Celle-ci détermine l’éligibilité des pays sur la seule base du revenu national brut (RNB) par habitant (le seuil actuel étant de 1 580 dollars en moyenne au cours des trois dernières années). À mesure que le revenu national franchit ce seuil, les pays commencent à perdre le soutien de la Gavi progressivement pendant une période de cinq ans à l’issue de laquelle les pays doivent financer les vaccins et les programmes de vaccination entièrement par leurs propres moyens. D’ici fin 2020, vingt pays auront complètement perdu le financement de GAVI, seize pays l’ont perdu fin 2017 et huit pays l’avaient déjà perdu9.

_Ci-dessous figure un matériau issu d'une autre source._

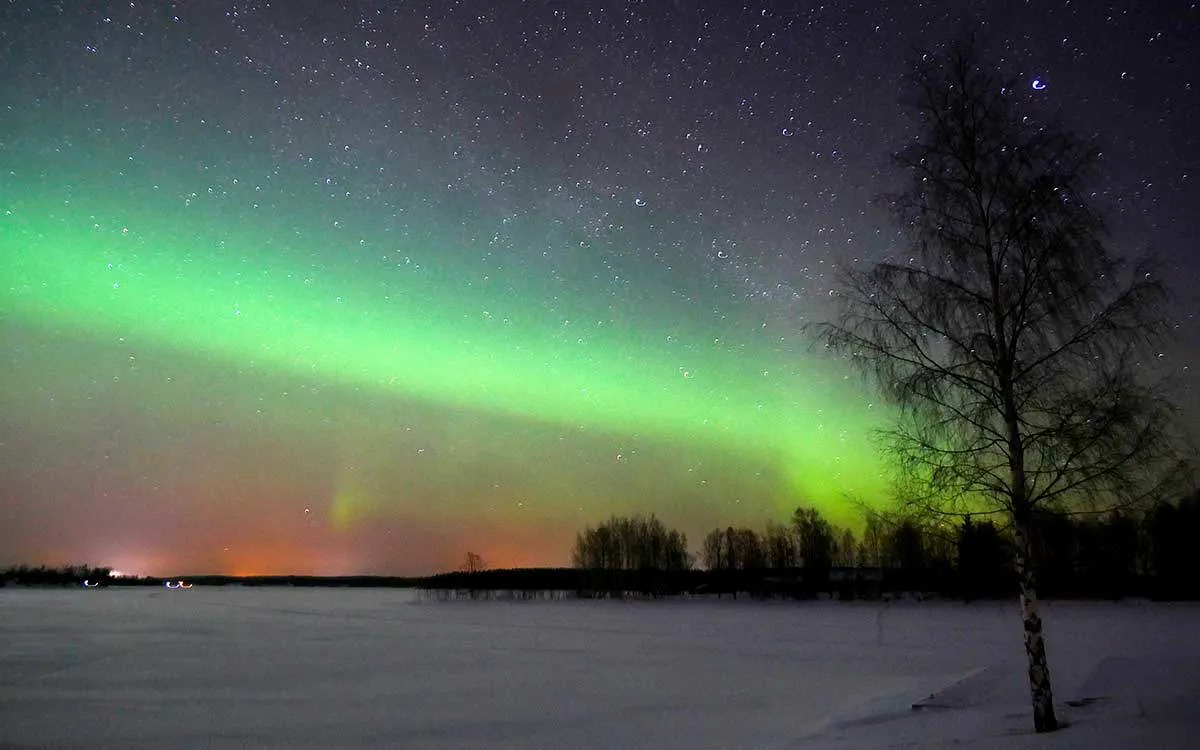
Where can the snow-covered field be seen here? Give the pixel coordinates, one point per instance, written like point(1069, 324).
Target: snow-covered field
point(243, 667)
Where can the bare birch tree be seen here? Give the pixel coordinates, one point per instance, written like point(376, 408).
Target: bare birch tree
point(1009, 339)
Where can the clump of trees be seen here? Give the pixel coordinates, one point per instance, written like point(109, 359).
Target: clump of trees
point(65, 575)
point(631, 543)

Une fois le financement par la GAVI terminé, ce n’est plus le problème ni de celle-ci, ni de la fondation Bill & Melinda Gates ! Quelques pays qui peuvent se le permettre financièrement pourront continuer à financer les campagnes de vaccination par leurs propres moyens en payant les vaccins au prix fort (la GAVI s’engageant néanmoins sur le prix de quelques vaccins, hélas très peu !), les autres se démerderont comme ils le pourront.

En outre, la GAVI, en négociant l’achat de vaccins auprès des labos, n’inclue pas les organisations non gouvernementales et humanitaires dans ses négociations sur les prix, ce qui fait que celles qui souhaiteraient prendre le relais dans un pays que la GAVI aura abandonnée (ou dans des endroits que la GAVI se refuse à prendre en compte, comme les camps de réfugiés ou les pays en situation d’urgence humanitaire10…) devront payer ceux-ci, elles aussi, au prix fort. Et le prix d’une vaccination pour un enfant ayant augmenté de 2 700 % depuis 201111, pas sûr que les choses soient simples, surtout lorsque l’on y ajoute l’opacité des tarifs pratiquée par les labos, certains vaccins étant même vendus moins chers aux pays riches qu’aux pays pauvres12 !

Pour plus de détails sur les pratiques douteuses des labos sur le prix de leurs médicaments, vous pouvez vous référer à ce rapport très complet (The Right Shot : Généraliser l’accès à des vaccins plus abordables et mieux adaptés) publié par MSF et qui explique en détail les pratiques obscures des labos sur les prix de vente de leurs vaccins ainsi que le blocage systématique de toute concurrence.